The problem for Pandora is that the majority of its revenue comes from advertising. In the second quarter of 2015, it makes $230.9 million from advertising, and only $54.6 million from subscriptions.

The more songs that listeners access, the more ads Pandora will sell, and the more money the company will get. That obviously works in Pandora's favor, and allows them to offer the service to its users for free.  But, at the same time, the more songs that users play, the more Pandora has to pay out in royalty fees. And that is causing the company's big headaches. 

Eighty percent of the payments Pandora has made were generated by revenue from Pandora's ad-supported business, McAndrews revealed.

Musicians, including the members of Pink Floyd have accused the service of skimping out on royalties. Pandora, however, has always come out on top in these fights. It won legal battles with the American Society of Composers, Authors and Publishers (Ascap), as well and Broadcast Music Inc. (BMI) over the amount of royalties it has to pay out, though the Justice Department didn't seem too keen on the ruling, and has threatened to step in.

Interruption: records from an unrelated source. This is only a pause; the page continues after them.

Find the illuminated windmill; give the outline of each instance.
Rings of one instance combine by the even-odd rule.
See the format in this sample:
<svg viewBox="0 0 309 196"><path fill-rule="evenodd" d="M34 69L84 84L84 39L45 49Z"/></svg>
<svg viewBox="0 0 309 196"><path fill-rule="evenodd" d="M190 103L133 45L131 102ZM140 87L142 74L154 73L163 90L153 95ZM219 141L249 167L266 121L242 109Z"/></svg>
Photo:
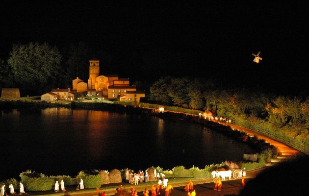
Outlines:
<svg viewBox="0 0 309 196"><path fill-rule="evenodd" d="M256 62L257 63L259 63L259 60L262 60L262 58L258 56L258 55L259 55L260 53L261 52L259 51L258 52L258 54L256 54L253 53L252 53L252 55L255 56L255 58L254 59L253 59L253 62Z"/></svg>

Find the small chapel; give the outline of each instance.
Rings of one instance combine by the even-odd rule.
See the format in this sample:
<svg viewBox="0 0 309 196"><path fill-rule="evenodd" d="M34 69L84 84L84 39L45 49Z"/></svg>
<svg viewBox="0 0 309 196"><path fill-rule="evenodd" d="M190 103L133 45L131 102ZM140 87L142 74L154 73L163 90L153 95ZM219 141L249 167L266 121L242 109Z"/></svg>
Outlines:
<svg viewBox="0 0 309 196"><path fill-rule="evenodd" d="M118 98L122 101L139 102L144 92L136 91L136 88L130 86L129 78L119 78L118 75L100 75L100 60L89 60L89 78L88 83L77 77L72 80L73 90L78 93L87 92L92 96L107 96L108 98ZM133 97L127 94L133 94Z"/></svg>
<svg viewBox="0 0 309 196"><path fill-rule="evenodd" d="M41 96L41 100L52 101L71 100L76 92L87 93L92 96L104 96L108 99L122 101L139 102L145 97L144 92L136 91L136 87L130 86L129 78L119 78L118 75L100 75L100 60L89 60L89 78L88 82L77 77L72 80L72 89L53 89Z"/></svg>

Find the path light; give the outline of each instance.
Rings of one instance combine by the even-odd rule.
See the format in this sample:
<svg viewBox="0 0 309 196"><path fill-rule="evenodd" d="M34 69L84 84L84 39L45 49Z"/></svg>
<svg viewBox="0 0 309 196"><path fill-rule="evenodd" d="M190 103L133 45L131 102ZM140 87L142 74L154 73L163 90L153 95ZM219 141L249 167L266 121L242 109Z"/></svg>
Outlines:
<svg viewBox="0 0 309 196"><path fill-rule="evenodd" d="M163 106L159 107L159 113L162 112L162 113L164 112L164 108Z"/></svg>

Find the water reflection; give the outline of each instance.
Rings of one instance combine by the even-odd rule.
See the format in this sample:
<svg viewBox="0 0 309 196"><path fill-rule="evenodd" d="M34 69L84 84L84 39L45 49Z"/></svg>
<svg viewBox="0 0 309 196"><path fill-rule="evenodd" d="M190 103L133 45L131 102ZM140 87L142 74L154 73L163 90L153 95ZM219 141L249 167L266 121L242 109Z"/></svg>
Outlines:
<svg viewBox="0 0 309 196"><path fill-rule="evenodd" d="M245 150L254 152L183 121L64 108L1 114L1 138L6 139L0 145L7 155L0 159L0 178L5 179L27 169L75 175L93 169L204 168L241 159Z"/></svg>

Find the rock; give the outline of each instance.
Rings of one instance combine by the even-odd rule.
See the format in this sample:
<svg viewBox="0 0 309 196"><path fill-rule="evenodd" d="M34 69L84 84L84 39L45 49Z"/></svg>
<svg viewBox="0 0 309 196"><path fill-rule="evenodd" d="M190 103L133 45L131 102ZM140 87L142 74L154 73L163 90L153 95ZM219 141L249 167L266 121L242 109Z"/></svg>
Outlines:
<svg viewBox="0 0 309 196"><path fill-rule="evenodd" d="M155 181L154 178L154 170L153 169L149 169L147 172L148 172L148 180L150 182L153 182Z"/></svg>
<svg viewBox="0 0 309 196"><path fill-rule="evenodd" d="M105 171L101 170L99 172L99 174L102 177L102 183L101 184L109 184L109 176L108 173Z"/></svg>
<svg viewBox="0 0 309 196"><path fill-rule="evenodd" d="M110 183L120 183L122 182L121 173L118 170L114 169L108 173Z"/></svg>

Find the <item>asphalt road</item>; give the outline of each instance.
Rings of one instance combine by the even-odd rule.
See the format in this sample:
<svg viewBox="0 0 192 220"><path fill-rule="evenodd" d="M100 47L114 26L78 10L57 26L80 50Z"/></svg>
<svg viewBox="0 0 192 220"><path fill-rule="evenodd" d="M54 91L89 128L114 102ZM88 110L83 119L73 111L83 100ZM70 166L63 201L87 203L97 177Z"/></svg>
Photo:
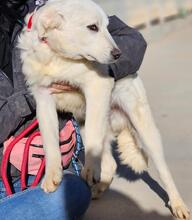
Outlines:
<svg viewBox="0 0 192 220"><path fill-rule="evenodd" d="M192 209L192 25L150 43L139 72L162 134L167 163ZM85 220L171 220L157 172L134 176L120 166L104 196L91 203Z"/></svg>

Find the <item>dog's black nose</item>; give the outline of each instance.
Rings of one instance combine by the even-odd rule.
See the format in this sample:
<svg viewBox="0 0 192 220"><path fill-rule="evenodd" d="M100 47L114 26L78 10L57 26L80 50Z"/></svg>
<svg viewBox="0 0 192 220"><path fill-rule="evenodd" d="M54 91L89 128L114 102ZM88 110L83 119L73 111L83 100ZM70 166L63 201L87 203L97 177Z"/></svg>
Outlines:
<svg viewBox="0 0 192 220"><path fill-rule="evenodd" d="M113 58L115 60L119 59L119 57L121 56L121 51L117 48L114 48L112 51L111 51L111 55L113 56Z"/></svg>

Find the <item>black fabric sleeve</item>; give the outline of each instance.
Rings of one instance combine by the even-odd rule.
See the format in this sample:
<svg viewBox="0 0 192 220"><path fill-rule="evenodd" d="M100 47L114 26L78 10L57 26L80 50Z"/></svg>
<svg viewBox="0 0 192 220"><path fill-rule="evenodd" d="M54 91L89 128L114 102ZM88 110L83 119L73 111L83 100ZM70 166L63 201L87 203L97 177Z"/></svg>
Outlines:
<svg viewBox="0 0 192 220"><path fill-rule="evenodd" d="M119 60L110 65L94 63L94 68L115 80L134 75L140 68L147 47L143 36L134 28L127 26L118 17L109 17L108 30L121 49Z"/></svg>
<svg viewBox="0 0 192 220"><path fill-rule="evenodd" d="M34 101L27 90L14 92L0 71L0 144L34 112Z"/></svg>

Pandora scored another victory earlier this week, when the U.S. Copyright Office ruled that a royalty payment rate agreement between Pandora and  Merlin Network, a global rights agency for independent musicians, was a valid way to determine what the legal rate should ultimately be for Internet radio play. If the company does get its way, and a panel agrees to royalty rate of $0.0013 per stream, it will allow the company to become profitable.

If artists get their way, however, Pandora would have to pay out even more, something it does not seem to be able to do while keeping financially solvent. 

The most obvious answer to the question might be to abandon its free model, and move toward subscriptions. It already offers such an ad free service, called Pandora One, and recently began offering 99 cent day passes to lure in more users. 

McAndrews, however, seems ademant that Pandora's ad-free model can, and will, work. Pandora, he said, actually does more to promote new artists than subscription-based services. 

"Ad-supported and subscription each serve important functions in connecting artists and audiences, providing revenue opportunities for music makers, and distributing their music as widely as possible. Streaming services like Pandora expose more music to more listeners -- Pandora plays more than 130,000 artists each month -- and some of those listeners then choose to subscribe to an on-demand service in much the same way they did in the old paradigm where many terrestrial radio listeners went on to buy albums," he said.

"The 'true north' of our industry should always be to bring as many listeners and musicians together as possible to enjoy and discover music they love on any platform that is 100 percent licensed, legal and monetized. That singular focus will create the energy and excitement for music that propels our industry forward."